What is wrong here? *Read the data file ToadJump.dat using a list input Data toads; Infile ‘c:MyRawData\ToadJump.dat’; Input ToadName$ Weight Jump1 Jump2 Jump3; Run;
Here is the log window… ___________________________________________________________ *Read the data file ToadJump.dat using the list input Data toads; Infile ‘c:\MyRawData\ToadJump.dat’; ------ 180 ERROR 180-322: Statement is not valid or it is used out of proper order. Input ToadName$ Weight Jump1 Jump2 Jump3; ------- 180 ERROR 180-322: Statement is not valid or it is used out of proper order. Run; __________________________________________________________ 1 2 3 4 5
SAS is still running… • You need to check the message above the menu on the Log window. • If it says, as in this example, "DATA STEP running", then steps must be taken to stop the program from running. • Even though SAS will continue to process other programs, results of such programs may be inaccurate, without any indication of syntax problems showing up in the log.
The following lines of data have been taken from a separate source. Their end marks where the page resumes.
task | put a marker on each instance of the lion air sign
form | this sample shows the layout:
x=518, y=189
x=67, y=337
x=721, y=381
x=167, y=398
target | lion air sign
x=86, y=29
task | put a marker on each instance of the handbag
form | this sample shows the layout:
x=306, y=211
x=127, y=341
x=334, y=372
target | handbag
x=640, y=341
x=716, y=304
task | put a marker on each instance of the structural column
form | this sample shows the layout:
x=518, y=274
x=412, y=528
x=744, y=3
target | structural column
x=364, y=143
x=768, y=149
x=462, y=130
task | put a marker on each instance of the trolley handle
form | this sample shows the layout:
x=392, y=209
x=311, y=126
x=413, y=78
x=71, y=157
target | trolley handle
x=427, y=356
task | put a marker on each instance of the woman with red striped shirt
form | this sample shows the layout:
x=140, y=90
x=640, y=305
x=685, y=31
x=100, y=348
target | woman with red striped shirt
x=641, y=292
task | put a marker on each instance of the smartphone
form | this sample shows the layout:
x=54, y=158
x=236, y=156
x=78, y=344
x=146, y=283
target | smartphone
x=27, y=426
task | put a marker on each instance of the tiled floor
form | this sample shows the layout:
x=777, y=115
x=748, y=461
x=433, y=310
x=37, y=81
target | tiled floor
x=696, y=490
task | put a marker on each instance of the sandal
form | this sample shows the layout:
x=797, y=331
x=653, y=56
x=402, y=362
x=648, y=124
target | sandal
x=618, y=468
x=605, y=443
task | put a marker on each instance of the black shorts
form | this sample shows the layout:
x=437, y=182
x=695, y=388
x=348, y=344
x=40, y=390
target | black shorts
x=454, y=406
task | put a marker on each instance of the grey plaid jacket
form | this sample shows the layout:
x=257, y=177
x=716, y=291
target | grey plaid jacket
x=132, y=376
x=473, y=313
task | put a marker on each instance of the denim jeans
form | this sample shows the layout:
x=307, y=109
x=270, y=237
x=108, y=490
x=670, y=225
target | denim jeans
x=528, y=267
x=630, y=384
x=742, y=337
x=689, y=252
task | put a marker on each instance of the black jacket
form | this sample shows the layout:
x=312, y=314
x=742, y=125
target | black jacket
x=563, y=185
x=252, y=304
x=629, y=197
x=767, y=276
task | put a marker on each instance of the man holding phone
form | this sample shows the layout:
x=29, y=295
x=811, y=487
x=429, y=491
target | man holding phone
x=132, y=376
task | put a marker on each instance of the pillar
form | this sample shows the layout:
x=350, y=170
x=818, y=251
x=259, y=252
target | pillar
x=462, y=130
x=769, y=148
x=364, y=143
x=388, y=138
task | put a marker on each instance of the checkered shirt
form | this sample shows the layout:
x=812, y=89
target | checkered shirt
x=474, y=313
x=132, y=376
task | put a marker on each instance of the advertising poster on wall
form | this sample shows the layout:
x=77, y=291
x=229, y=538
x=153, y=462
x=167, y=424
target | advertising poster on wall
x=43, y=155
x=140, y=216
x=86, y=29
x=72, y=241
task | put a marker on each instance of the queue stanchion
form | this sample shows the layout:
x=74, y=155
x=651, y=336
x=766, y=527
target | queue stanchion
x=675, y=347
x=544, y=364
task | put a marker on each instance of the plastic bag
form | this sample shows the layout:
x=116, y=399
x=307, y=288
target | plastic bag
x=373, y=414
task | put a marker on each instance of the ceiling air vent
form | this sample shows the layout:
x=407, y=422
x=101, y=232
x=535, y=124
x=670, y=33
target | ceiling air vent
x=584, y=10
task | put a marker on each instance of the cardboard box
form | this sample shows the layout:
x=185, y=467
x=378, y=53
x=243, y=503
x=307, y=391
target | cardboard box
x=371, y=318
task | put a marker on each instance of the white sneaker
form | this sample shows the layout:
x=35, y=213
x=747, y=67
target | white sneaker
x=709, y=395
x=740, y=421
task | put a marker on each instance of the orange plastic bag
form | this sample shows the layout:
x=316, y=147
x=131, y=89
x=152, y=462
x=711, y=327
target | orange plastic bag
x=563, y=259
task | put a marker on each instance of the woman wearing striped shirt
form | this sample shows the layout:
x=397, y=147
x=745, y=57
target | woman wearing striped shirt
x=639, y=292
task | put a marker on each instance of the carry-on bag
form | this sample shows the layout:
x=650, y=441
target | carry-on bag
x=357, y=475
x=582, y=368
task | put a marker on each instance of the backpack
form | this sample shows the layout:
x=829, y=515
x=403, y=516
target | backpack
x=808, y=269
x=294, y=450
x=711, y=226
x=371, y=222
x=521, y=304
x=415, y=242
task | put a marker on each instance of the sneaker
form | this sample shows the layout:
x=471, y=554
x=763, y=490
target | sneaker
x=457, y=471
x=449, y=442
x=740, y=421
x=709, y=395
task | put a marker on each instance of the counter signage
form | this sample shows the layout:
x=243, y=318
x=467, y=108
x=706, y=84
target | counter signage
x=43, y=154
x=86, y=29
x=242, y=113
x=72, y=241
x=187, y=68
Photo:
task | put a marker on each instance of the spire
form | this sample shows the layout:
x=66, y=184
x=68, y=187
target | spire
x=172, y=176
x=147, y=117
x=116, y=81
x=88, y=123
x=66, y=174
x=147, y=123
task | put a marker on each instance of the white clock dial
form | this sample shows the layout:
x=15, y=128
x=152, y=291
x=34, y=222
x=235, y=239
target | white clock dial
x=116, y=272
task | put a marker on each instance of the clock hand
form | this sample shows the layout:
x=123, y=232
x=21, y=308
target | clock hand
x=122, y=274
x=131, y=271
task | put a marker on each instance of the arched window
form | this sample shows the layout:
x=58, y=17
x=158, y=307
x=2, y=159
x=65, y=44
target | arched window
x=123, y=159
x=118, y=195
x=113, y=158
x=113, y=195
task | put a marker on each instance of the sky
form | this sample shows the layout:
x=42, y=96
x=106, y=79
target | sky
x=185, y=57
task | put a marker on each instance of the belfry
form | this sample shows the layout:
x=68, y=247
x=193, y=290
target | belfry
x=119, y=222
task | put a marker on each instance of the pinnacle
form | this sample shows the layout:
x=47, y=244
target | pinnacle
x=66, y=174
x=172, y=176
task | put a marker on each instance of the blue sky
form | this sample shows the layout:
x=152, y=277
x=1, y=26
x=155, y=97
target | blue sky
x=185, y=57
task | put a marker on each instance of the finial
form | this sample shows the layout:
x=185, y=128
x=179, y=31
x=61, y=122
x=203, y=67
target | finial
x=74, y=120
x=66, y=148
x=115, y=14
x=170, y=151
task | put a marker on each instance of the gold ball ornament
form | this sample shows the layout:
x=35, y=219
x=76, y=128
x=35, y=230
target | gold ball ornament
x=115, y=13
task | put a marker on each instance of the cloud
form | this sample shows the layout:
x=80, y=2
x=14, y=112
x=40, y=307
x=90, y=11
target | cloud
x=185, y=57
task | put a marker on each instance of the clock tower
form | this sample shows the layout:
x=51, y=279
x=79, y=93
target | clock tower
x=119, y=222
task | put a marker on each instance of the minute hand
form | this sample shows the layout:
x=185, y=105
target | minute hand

SAS is still running… • Several suggestions to stop the program are: • Submit the following line: '; run; • Submit the following line: *))%*'''))*/; • If all else fails, exit SAS entirely (making sure that the revised program has been saved) and re-start it again.
TPA Data Practice • Go to the website and download the a TPA sample data set. Save it in a place that you can successfully write the Libname to point to! • Either find a SAS program that you can change to fit the current problem or begin writing the code with a blank Editor page. • The Goal: See how much reproduction of Tables 1 and 2 from the published paper you can recreate with your sample. • We will practice Proc Boxplot together.